No bullshit advice for cloud cost optimization

In this post, we will talk about cost optimization in cloud environments, and how to think and reason about your cloud bill. we will look into how and why cloud costs can get out of hands easily, and how to deal with it.

Intro

There are a lot of blog posts out there with a list of best practices, tips, and tools that can help you save on the cloud bill, they are great but they give you tips and tricks. I was looking for something that explains and teaches me how to think about cost in the cloud, I was looking for “Cloud Economics - 101”.

When I couldn’t find any relevant ones, I asked twitter hive-mind if anyone is interested in it, and wrote it.

In this post, I will focus more on how we should re-think our applications and architectures with the cloud in mind.

Cloud Native is often misunderstood as sticking code in a docker container and running it on Kubernetes. it is not “Cloud Native”, that’s how you end up with a big cloud bill.

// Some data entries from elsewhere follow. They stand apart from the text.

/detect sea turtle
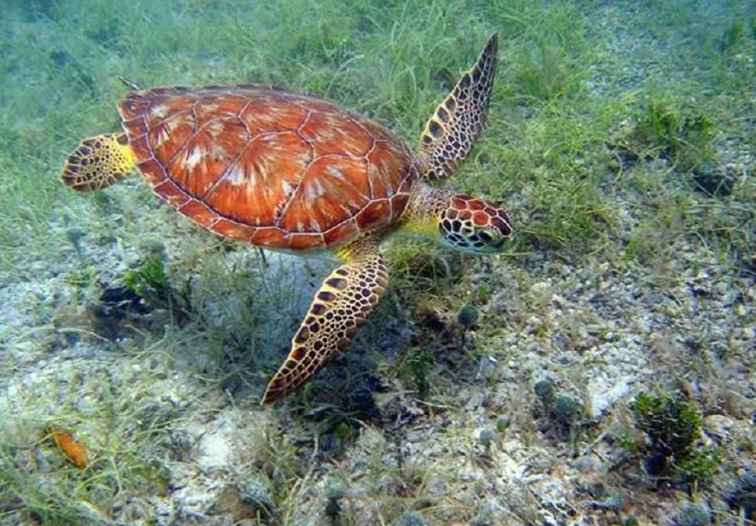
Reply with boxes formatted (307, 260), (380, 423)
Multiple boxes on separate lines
(61, 34), (512, 404)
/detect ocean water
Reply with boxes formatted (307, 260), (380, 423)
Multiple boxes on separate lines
(0, 1), (753, 524)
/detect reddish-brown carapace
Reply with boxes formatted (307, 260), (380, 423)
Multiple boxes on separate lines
(117, 85), (415, 252)
(61, 33), (512, 404)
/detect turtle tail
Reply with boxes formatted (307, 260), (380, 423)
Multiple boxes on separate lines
(62, 133), (136, 192)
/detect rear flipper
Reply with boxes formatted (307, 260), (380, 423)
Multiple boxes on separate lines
(61, 133), (136, 191)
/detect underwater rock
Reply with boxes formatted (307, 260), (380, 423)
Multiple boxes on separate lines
(702, 414), (735, 443)
(391, 511), (427, 526)
(552, 395), (582, 427)
(457, 304), (480, 329)
(573, 454), (601, 474)
(237, 476), (276, 518)
(669, 503), (711, 526)
(587, 375), (632, 418)
(725, 471), (756, 521)
(196, 416), (235, 472)
(87, 284), (151, 340)
(475, 354), (498, 380)
(534, 378), (557, 406)
(691, 162), (738, 197)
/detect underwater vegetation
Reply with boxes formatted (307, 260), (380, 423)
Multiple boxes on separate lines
(0, 0), (753, 524)
(629, 389), (720, 486)
(632, 96), (717, 172)
(123, 254), (170, 305)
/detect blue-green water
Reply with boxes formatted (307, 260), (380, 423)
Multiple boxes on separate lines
(0, 1), (753, 525)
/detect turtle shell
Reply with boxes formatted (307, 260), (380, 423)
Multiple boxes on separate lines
(118, 85), (416, 251)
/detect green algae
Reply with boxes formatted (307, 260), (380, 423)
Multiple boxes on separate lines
(0, 0), (753, 524)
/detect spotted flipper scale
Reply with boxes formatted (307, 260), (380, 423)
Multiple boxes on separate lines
(262, 237), (388, 404)
(61, 133), (136, 191)
(418, 33), (498, 180)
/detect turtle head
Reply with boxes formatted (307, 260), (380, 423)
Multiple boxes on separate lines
(438, 194), (512, 254)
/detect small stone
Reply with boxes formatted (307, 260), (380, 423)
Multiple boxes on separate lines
(527, 341), (545, 354)
(703, 414), (734, 443)
(197, 425), (233, 471)
(552, 395), (582, 426)
(458, 304), (479, 329)
(551, 331), (570, 351)
(495, 417), (509, 433)
(586, 491), (624, 510)
(324, 477), (346, 519)
(75, 500), (111, 523)
(725, 471), (756, 521)
(238, 477), (275, 517)
(470, 499), (504, 526)
(573, 455), (598, 474)
(325, 477), (347, 499)
(478, 428), (496, 449)
(587, 376), (632, 418)
(65, 227), (86, 253)
(139, 238), (166, 254)
(671, 502), (711, 526)
(692, 162), (736, 197)
(475, 355), (498, 380)
(391, 511), (426, 526)
(721, 390), (752, 419)
(534, 379), (556, 405)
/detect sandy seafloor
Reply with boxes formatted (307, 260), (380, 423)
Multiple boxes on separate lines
(0, 1), (753, 525)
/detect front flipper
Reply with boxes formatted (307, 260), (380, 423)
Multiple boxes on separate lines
(418, 33), (498, 180)
(62, 133), (136, 191)
(262, 238), (388, 404)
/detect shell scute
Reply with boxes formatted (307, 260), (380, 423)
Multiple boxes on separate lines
(123, 116), (148, 138)
(193, 97), (248, 129)
(300, 111), (372, 157)
(240, 96), (308, 133)
(205, 131), (312, 226)
(121, 93), (152, 121)
(468, 199), (485, 211)
(324, 220), (359, 248)
(358, 118), (400, 145)
(153, 179), (189, 208)
(168, 119), (249, 197)
(289, 233), (326, 250)
(210, 218), (257, 241)
(178, 199), (218, 227)
(355, 199), (391, 230)
(389, 192), (410, 222)
(251, 227), (288, 247)
(279, 156), (368, 233)
(130, 135), (154, 165)
(472, 211), (488, 226)
(136, 158), (166, 185)
(365, 140), (410, 200)
(148, 112), (196, 166)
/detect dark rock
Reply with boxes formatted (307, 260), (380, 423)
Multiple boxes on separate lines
(691, 162), (736, 197)
(725, 471), (756, 521)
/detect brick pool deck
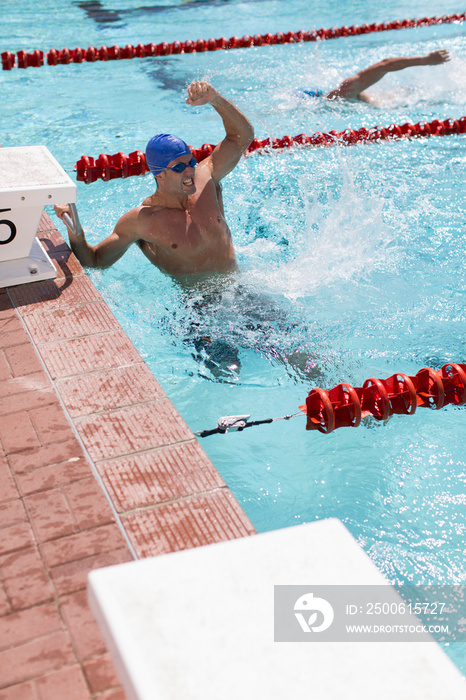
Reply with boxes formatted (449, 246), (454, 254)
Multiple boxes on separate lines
(0, 213), (256, 699)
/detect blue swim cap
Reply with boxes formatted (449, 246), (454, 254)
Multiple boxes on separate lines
(145, 133), (191, 174)
(297, 88), (325, 98)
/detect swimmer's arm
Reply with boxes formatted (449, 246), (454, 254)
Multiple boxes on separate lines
(326, 49), (450, 100)
(186, 81), (254, 181)
(54, 204), (139, 268)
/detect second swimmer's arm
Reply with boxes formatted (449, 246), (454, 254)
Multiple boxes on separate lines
(327, 49), (450, 100)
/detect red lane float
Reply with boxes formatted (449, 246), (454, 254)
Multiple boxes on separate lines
(75, 115), (466, 184)
(300, 364), (466, 433)
(2, 13), (465, 70)
(75, 151), (149, 184)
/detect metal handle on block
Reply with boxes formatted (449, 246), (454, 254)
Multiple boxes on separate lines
(62, 203), (80, 236)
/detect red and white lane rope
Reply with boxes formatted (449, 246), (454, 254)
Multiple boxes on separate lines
(197, 362), (466, 437)
(74, 115), (466, 184)
(2, 13), (464, 70)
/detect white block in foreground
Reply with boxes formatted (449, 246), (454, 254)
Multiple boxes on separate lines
(88, 519), (465, 700)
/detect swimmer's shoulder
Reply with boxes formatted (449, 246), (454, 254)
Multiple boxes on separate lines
(138, 197), (180, 219)
(123, 201), (184, 247)
(112, 203), (162, 243)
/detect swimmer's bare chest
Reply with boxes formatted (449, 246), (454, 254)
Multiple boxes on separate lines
(138, 180), (236, 275)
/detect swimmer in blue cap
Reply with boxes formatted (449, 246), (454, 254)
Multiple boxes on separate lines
(145, 133), (194, 176)
(299, 49), (450, 104)
(55, 80), (254, 278)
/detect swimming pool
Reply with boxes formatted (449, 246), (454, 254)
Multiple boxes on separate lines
(2, 0), (465, 670)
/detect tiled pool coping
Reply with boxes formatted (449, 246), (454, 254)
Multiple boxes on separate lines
(0, 213), (256, 699)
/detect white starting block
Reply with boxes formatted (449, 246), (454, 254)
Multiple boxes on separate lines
(0, 145), (76, 288)
(88, 520), (466, 700)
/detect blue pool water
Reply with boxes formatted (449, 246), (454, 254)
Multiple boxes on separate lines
(2, 0), (465, 669)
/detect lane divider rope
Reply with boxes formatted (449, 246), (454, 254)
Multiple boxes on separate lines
(300, 363), (466, 433)
(196, 363), (466, 436)
(75, 115), (466, 184)
(2, 13), (464, 70)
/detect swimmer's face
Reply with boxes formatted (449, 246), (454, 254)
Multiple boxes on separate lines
(159, 154), (197, 195)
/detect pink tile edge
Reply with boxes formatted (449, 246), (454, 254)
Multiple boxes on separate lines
(10, 215), (256, 552)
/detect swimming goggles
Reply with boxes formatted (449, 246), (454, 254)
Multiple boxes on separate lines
(166, 157), (197, 172)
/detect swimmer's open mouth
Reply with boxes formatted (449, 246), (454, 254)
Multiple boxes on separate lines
(183, 177), (194, 186)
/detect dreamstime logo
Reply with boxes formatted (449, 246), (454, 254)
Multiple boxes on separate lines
(294, 592), (334, 633)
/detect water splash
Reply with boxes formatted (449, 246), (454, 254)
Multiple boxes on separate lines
(245, 150), (394, 300)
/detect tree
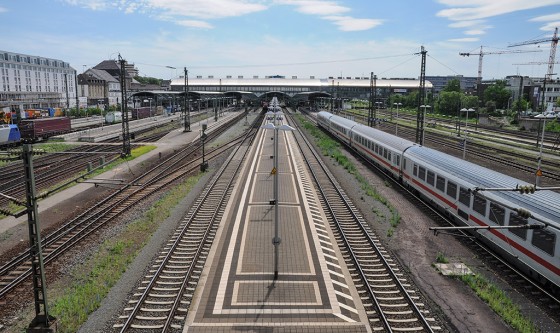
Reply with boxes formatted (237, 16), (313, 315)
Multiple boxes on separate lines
(483, 80), (511, 109)
(134, 76), (162, 85)
(404, 91), (418, 108)
(437, 91), (462, 115)
(442, 78), (461, 93)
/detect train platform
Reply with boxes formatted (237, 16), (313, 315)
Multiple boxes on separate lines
(183, 120), (371, 332)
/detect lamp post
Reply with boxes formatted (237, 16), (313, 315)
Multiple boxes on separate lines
(262, 122), (295, 280)
(200, 123), (208, 171)
(420, 104), (431, 145)
(393, 102), (402, 136)
(460, 108), (475, 159)
(534, 113), (555, 186)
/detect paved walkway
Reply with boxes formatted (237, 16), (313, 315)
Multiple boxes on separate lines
(184, 119), (371, 332)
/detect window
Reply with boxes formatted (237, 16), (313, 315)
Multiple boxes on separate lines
(532, 228), (555, 256)
(396, 155), (400, 167)
(509, 213), (527, 240)
(427, 170), (435, 186)
(489, 202), (505, 225)
(459, 187), (470, 206)
(436, 176), (445, 192)
(387, 151), (392, 162)
(472, 193), (487, 216)
(413, 164), (418, 177)
(418, 166), (426, 181)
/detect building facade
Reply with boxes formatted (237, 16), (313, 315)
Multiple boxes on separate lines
(0, 50), (77, 112)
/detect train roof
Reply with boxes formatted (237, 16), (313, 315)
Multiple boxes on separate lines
(406, 146), (560, 226)
(352, 122), (417, 152)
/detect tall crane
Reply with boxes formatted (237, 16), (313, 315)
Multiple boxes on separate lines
(510, 27), (559, 113)
(459, 46), (541, 89)
(509, 27), (559, 80)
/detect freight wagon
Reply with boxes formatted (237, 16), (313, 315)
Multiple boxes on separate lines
(19, 117), (71, 141)
(132, 107), (157, 120)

We are spoiled by cloud, and often don’t think about how our code will run, and how much CPU, Memory, and Network will be used.

When we can scale things with a single API call, first thing that comes in our mind is to throw more resources at it (note: in some cases, it might be the right thing to do)

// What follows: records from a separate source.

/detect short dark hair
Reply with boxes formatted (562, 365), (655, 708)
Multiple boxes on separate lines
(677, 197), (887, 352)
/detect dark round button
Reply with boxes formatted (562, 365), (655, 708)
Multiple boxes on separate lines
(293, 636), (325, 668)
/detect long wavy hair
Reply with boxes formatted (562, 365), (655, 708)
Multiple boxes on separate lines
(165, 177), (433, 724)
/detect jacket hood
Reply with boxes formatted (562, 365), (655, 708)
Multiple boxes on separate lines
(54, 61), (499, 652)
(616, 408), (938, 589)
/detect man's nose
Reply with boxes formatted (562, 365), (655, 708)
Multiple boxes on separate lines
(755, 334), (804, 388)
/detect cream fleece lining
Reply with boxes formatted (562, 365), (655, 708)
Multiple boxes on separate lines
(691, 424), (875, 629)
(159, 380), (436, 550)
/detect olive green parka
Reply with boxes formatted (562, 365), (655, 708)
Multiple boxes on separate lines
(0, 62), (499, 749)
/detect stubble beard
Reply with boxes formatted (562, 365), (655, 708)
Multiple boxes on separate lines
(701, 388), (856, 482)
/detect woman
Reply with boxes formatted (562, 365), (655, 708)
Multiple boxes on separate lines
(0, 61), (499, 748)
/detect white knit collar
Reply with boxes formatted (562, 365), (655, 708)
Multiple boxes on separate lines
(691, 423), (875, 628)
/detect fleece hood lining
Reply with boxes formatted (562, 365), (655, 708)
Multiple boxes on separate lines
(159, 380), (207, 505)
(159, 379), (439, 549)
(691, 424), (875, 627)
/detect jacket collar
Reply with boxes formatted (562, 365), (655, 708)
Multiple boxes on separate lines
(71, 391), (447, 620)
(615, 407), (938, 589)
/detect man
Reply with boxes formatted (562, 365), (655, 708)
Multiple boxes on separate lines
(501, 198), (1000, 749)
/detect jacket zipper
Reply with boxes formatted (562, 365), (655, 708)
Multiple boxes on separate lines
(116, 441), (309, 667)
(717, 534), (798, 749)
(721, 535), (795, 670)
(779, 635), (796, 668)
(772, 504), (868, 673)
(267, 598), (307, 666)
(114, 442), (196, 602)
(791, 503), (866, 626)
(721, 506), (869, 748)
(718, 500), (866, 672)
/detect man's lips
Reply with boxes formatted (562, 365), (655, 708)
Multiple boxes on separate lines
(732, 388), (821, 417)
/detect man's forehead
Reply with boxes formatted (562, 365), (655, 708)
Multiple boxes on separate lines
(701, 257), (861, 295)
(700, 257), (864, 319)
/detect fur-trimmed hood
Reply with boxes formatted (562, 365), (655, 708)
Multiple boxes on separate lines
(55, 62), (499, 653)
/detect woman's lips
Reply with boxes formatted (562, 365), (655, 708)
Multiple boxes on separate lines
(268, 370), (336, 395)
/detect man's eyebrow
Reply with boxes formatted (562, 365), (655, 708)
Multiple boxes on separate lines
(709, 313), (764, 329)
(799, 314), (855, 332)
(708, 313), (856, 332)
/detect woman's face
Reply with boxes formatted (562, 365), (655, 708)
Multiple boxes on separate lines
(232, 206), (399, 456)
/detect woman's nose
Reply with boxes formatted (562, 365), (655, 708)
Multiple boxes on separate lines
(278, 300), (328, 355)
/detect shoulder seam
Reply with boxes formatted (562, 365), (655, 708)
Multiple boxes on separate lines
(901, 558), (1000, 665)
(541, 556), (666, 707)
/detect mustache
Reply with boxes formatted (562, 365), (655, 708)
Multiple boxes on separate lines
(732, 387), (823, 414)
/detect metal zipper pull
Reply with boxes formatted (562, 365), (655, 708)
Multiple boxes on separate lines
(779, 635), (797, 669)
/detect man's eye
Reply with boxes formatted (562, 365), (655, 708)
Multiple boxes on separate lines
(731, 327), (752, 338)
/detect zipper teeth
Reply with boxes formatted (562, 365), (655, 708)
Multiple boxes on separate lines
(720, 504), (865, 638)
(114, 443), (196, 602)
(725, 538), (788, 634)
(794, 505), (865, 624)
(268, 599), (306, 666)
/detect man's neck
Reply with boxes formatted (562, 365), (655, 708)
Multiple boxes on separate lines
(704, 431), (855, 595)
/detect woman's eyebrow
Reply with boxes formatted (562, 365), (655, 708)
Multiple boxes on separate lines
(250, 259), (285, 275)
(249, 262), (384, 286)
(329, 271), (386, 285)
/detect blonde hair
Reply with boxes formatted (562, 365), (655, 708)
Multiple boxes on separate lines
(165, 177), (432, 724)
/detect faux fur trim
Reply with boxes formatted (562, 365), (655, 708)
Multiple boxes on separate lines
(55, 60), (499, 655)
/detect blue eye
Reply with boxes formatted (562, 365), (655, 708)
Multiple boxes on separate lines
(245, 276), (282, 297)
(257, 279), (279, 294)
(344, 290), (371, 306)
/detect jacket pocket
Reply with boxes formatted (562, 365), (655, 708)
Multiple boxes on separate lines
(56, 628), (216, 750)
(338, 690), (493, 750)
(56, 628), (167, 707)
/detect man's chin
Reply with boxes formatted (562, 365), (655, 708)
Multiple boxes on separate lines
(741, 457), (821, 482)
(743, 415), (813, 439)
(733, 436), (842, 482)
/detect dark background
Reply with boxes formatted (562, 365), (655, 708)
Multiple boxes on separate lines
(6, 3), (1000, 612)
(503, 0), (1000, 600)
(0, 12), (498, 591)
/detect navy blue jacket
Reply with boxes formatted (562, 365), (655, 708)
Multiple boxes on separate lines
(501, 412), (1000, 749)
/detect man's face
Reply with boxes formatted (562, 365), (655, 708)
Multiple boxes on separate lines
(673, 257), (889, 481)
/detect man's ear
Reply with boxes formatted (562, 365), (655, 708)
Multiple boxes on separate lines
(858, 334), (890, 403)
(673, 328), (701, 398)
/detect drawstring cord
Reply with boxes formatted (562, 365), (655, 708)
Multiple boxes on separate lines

It’s great when we don’t have to think about resources used by code we write, but when we skip these questions during design phase, we are forced to think about them later when we are hit by a big bill. That’s when cost optimization comes into the picture.

I may sound like someone who hates cloud, but that’s not the case. We surely don’t want to go back to before the cloud era, but we should be aware of the cost and limits of the cloud

All aside, let’s see what we can do with that bill

Basics of Cloud Economics

Let’s learn some basics of cloud, and things to keep in mind when we are running on cloud

We are renting resources, not buying them

We are paying for resources per hour, so how long we use something plays a big role, we are billed per hour or second. Seems obvious but we tend to forget this

Data transfers are expensive

Moving data around is expensive, and depending on how far we move it, cost grows exponentially.

Moving data across VMs in the same data center(zone) will cost less, moving it across zones in the same region will be more expensive, and moving data across regions will be even more expensive Also, please don’t store backups in same zone/region to save money, it’s not advisable for obvious reasons.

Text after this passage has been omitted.